His presence has existed in the shadows, and nothing pleasant ever happens there.

That reclusive nature has allowed Jim Buss' narrative to be shaped by others, through a hodge-podge of media influence, dots connected and conclusions perhaps easy to reach. That he wants to put his "stamp" on the Lakers, which means a refusal to even move Andrew Bynum, a player widely perceived as one he can take credit for bringing into the fold. That he wants to remind people he's now in charge, reflected in a willingness to leave Kobe Bryant out of the loop with big decisions. That a personal dislike for Phil Jackson (who has never worked hard to convince of a close relationship) sparked a severing of ties to their championship years. That he's putting the bottom line ahead of winning in a way his father never did, which resulted in financially advantageous trades involving Lamar Odom and Derek Fisher.
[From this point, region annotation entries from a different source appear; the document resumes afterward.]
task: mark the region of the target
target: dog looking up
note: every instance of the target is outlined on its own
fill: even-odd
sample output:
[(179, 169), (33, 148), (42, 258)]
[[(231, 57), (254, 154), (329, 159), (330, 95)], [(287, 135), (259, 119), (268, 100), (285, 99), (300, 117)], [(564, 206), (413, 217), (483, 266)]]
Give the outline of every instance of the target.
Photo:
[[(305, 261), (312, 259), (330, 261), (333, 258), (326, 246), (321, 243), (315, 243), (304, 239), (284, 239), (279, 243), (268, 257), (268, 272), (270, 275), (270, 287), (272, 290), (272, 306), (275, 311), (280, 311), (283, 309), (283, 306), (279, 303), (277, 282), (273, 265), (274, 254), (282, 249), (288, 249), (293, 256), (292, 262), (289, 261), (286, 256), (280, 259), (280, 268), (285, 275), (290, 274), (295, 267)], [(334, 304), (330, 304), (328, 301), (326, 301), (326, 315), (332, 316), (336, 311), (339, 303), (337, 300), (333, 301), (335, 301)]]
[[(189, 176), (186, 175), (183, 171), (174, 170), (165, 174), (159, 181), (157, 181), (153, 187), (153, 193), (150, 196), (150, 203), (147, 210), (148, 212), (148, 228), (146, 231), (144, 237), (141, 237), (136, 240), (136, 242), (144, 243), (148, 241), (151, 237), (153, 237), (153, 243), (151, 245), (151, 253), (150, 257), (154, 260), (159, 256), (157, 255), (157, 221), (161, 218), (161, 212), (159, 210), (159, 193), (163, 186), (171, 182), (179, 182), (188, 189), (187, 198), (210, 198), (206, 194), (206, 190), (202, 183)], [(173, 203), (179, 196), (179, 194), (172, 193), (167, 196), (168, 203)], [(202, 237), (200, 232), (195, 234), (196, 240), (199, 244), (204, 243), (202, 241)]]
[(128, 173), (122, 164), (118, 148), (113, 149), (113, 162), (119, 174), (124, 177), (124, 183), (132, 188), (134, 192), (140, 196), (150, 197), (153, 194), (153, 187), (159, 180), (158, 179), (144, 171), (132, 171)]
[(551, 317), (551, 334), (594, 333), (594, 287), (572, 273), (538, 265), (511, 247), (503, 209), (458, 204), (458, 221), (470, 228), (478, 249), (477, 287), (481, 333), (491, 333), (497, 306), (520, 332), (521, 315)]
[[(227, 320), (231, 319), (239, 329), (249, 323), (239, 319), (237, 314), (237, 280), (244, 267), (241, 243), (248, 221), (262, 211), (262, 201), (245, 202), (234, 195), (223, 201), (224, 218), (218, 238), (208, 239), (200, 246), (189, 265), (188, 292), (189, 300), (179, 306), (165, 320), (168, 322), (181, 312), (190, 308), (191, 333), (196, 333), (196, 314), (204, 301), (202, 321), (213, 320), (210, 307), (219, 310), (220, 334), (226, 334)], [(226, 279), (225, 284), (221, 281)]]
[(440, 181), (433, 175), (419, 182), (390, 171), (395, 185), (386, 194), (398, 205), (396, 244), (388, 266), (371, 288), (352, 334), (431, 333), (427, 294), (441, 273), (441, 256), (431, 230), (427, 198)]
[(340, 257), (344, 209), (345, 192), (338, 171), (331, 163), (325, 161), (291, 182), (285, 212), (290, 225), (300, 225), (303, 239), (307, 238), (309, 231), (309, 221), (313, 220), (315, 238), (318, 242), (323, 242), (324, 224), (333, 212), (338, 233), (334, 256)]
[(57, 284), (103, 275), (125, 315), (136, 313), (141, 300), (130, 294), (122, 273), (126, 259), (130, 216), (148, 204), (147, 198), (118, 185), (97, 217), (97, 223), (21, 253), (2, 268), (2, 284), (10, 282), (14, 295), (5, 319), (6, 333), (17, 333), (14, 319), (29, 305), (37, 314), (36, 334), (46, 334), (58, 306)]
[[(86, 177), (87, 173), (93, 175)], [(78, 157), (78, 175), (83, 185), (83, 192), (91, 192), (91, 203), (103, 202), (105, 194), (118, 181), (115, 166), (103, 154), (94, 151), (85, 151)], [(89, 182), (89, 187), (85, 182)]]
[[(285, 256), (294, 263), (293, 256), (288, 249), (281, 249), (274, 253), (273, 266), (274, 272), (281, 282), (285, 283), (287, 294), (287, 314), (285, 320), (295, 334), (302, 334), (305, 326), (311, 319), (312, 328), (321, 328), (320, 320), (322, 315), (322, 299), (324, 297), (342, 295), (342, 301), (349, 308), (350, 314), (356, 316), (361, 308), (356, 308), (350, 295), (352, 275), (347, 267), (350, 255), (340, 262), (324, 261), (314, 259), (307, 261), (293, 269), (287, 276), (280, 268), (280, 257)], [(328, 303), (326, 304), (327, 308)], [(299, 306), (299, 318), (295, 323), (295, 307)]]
That a former bartender named Chaz makes basketball decisions.

Prevalent storylines like these create the impression among fans and media of the wrong man for the job, an heir apparent in over his head. I'll be the first to admit, I've questioned at times Jim's capabilities to properly run this franchise. Have all of my concerns been rooted in reality? Maybe. Maybe not. I don't really know, because Buss has done so little over the years to dispel my concerns. He has remained uncommunicative, seemingly content to let fear swirl around him. Whatever unreasonable doubts I or Lakers fans may have about Jim Buss, they are to a certain degree his fault for allowing them to exist.

Of course, like all Laker fans, I actually want to believe in Buss. I want to believe he has been properly groomed for his destiny. And there have been positive signs. The Chris Paul deal, scuttled or not. The recent acquisition of Ramon Sessions. These are all things that should be automatic points in Jim's favor. However, this is also proof created behind closed doors, where Jim always seems to reside. In the minds of the skeptics, Mitch Kupchak is the one concocting the deals, with his boss on the sidelines watching.

Bottom line, until we're offered a clear idea of who Jim Buss really is, he'll remain too easily pictured as the Blair Witch leaving those creepy stick figures in the woods.

That's why it was incredibly important for him to appear for an hour on radio, putting a voice to a face seen far too little. Accessibility can go a long way toward erasing mystery and negativity. For certain, work still remains on behalf of his image. Buss didn't appear always entirely comfortable nor sure of himself while answering questions, and at times allowed the hosts guide his responses. More importantly, this is a process. His reputation, fairly or otherwise, has been controversial for years, and could take just as long to rehabilitate for the majority of Lakers fans. More time in front of a microphone or camera will be needed. More opportunities to say the right things, which he certainly did at times during this appearance. And obviously, these words have to backed up in positive results. Any benefit of the doubt will be nothing if not hard-earned.

But at the very least, an appearance like today's represents an awareness of his perception, along with a desire to erase those fears of a terrifying future. In and of itself, that effort is a step in the right direction.